Are the total number of unique accessions involved not more than 107?

svengato commented 3 years ago

Obs-mini_core: 109 unique accessions protein_oil-mini_core: 108

sdash-github commented 3 years ago

I suppose >107 indicates a few commercial standards as in the citation, "The 107 mini-core lines were replicated once in each block, along with six commercial standards in each block." And perhaps, all 107 minicore accs didn't have result.

svengato commented 3 years ago

Final scrubbing tasks:

  1. Decide whether Obs-mini_core and protein_oil-mini_core should be separate studies.
  2. If not, how to assign a date (year) to the protein_oil-mini_core replicates.
sdash-github commented 3 years ago
  1. If not, how to assign a date (year) to the protein_oil-mini_core replicates.

I will not be able to assign this without any info to the effect in the spreadsheet. Does this mean we have to split the dataset into separate studies?

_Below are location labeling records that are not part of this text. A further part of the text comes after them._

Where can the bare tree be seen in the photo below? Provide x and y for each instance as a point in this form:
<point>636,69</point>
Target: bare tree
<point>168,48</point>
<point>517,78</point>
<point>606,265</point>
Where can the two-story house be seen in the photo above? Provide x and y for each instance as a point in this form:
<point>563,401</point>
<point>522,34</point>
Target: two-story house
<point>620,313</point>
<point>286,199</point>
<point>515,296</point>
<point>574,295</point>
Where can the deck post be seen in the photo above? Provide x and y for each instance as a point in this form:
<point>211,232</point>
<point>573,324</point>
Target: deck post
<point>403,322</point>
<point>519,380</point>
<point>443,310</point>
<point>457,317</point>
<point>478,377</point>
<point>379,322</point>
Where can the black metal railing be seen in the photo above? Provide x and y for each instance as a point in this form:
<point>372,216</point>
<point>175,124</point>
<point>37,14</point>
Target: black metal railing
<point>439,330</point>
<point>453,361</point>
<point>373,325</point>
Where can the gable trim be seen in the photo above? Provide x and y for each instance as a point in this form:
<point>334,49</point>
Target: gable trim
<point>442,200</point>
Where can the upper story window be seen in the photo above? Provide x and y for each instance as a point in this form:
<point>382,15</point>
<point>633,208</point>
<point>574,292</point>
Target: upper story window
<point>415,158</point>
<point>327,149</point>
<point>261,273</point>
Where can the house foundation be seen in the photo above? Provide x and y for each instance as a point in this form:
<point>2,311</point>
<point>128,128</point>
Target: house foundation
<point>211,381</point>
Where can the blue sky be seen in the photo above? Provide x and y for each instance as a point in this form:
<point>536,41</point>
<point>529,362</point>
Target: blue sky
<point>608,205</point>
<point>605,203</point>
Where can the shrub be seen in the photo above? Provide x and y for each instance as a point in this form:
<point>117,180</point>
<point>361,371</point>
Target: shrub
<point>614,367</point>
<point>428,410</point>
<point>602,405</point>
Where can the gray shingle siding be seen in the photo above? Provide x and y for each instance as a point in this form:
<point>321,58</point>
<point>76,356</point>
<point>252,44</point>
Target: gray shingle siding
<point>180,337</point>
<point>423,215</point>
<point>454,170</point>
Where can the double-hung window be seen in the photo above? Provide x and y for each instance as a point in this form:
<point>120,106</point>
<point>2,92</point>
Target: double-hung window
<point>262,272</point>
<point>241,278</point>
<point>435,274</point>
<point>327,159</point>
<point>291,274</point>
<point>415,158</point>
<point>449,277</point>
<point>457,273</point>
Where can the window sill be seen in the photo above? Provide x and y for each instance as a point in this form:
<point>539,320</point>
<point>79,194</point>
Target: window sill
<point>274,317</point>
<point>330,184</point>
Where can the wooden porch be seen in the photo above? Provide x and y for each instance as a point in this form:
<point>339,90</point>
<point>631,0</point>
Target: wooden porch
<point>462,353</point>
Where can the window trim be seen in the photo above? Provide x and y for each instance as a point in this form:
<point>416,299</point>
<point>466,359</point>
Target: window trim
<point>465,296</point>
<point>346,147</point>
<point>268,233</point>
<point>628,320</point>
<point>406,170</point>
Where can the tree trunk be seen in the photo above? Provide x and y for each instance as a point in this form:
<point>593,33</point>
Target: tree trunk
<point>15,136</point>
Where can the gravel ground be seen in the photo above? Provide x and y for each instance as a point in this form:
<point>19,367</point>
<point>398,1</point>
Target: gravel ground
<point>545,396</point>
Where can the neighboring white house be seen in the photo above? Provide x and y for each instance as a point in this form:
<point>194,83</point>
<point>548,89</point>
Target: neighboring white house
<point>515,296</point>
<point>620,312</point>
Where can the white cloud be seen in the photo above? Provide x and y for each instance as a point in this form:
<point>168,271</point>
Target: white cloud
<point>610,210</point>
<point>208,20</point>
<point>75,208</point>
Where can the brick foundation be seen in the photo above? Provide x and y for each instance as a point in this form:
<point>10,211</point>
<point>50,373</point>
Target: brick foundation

svengato commented 3 years ago

I am trying to determine whether a single study, in which each replicate is missing about half of the trait columns, would be a problem in ArachisPheno. Replicates like "PI nnnnnn_yyyy_k" would have the Obs traits, replicates like "PI nnnnnn_k" would have the protein-oil traits. But at least they would link to the same accession ("PI nnnnnn").

We could always try it this way, and split into two studies if the combined one is too cumbersome.

sdash-github commented 3 years ago

AFAIC, splitting into two different studies doesn't hurt, they are indeed meaningful subdivisions. Study-1: study of plant phenotypic/agronomic traits. Study-2: study of seed biochemical(protein/oil) traits.

Study-1: In future some one can do a stat analysis with year as a block effect. But this is not possible with the oil-protein data. Anyway, we provide the data from which ArachisPheno builds its db so other people can choose to analyse their way.

Thinking more about it, I am getting more inclined to support separation into two studies. This is more so because of the point I raised earlier that there is no correspondence between the replicates used for plant traits and oil-protein traits.

svengato commented 3 years ago

The public/minicore version of ArachisPheno is now up. I added the two studies separately but with the same description and DOI.

svengato commented 3 years ago

As in issue #12, we still need to add the phenotype metadata (units, etc).